Le bois possède d’excellentes qualités structurelles et isolantes. Sa production nécessite peu d’énergie. Il stocke du CO2. Des immeubles de plusieurs étages en bois émergent.

Pourquoi privilégier les matériaux locaux ?

L’utilisation de matériaux disponibles localement permet de soutenir les filières régionales et de réduire les distances d’approvisionnement.
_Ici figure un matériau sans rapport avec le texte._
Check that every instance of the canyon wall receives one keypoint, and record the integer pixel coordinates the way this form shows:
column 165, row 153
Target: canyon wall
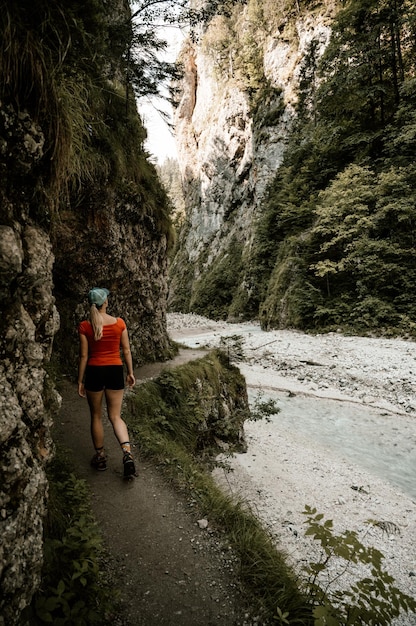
column 80, row 206
column 235, row 113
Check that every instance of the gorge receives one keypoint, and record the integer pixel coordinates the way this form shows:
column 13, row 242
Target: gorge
column 296, row 131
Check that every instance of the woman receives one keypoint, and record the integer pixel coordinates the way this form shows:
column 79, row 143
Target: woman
column 101, row 365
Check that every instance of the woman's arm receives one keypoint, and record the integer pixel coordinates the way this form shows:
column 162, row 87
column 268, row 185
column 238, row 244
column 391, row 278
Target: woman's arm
column 82, row 363
column 125, row 346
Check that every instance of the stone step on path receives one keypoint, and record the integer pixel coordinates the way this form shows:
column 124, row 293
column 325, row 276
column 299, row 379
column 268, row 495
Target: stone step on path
column 168, row 570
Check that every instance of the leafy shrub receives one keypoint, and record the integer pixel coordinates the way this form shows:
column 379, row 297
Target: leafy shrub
column 73, row 590
column 372, row 601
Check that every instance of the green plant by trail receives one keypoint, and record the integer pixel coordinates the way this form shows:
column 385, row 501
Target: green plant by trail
column 371, row 601
column 73, row 587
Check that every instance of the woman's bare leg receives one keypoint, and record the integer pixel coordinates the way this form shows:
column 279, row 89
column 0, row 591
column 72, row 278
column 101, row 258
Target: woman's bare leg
column 114, row 399
column 95, row 399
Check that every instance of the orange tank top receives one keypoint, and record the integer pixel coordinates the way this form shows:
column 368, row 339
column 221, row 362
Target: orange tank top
column 105, row 351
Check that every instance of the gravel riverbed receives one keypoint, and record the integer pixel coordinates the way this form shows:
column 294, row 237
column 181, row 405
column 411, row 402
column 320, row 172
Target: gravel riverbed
column 343, row 441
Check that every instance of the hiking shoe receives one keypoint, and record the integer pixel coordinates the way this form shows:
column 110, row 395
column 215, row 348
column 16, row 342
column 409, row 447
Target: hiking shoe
column 129, row 468
column 99, row 461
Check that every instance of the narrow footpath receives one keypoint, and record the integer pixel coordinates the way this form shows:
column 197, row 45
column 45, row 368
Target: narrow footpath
column 168, row 570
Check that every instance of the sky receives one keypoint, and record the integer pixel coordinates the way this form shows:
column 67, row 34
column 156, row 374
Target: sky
column 160, row 140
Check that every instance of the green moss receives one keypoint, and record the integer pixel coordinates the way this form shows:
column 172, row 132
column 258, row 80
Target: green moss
column 198, row 404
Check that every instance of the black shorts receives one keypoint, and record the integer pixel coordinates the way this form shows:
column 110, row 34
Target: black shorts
column 99, row 377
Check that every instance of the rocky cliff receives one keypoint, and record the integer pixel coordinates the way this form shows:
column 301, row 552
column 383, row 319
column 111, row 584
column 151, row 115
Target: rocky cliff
column 235, row 113
column 79, row 206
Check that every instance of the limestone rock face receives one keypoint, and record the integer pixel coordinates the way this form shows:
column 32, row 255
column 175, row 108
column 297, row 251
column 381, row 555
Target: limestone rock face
column 27, row 397
column 66, row 225
column 229, row 149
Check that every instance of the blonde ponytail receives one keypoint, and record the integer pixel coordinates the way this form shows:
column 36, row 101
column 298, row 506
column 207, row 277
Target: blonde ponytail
column 96, row 322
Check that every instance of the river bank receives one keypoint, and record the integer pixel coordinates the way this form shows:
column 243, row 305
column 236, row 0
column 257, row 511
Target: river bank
column 344, row 440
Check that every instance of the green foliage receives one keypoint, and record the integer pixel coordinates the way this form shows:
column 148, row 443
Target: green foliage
column 213, row 293
column 160, row 415
column 334, row 244
column 190, row 404
column 73, row 589
column 372, row 601
column 263, row 408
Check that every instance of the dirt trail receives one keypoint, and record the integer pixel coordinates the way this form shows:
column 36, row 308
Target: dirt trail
column 169, row 571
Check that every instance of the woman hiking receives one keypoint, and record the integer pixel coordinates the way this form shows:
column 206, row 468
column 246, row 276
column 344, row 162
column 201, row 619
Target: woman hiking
column 100, row 374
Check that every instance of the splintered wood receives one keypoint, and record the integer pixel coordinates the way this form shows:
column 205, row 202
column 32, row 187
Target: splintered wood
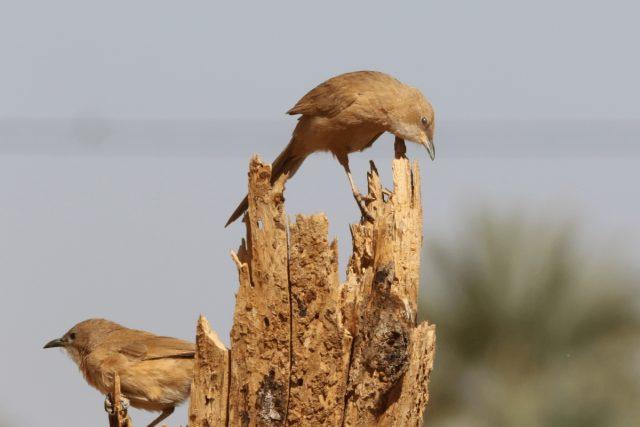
column 209, row 392
column 307, row 349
En quoi la rénovation est-elle une solution durable ?

Rénover un bâtiment existant plutôt que d’en construire un nouveau permet d’éviter des émissions de CO2 liées aux matériaux et au chantier.

Comment améliorer la recyclabilité des matériaux ?

En choisissant des matériaux faciles à démonter et dont on peut extraire de nouvelles ressources. Cela limite les déchets.

Légende illustration principale : En recyclant et en agrandissant la tour AMP pour créer la Quay Quarter Tower, plutôt qu’en la reconstruisant à l’identique, le cabinet d’architectes 3VN a économisé 7 500 tonnes de CO2. Photo : Adam Monk.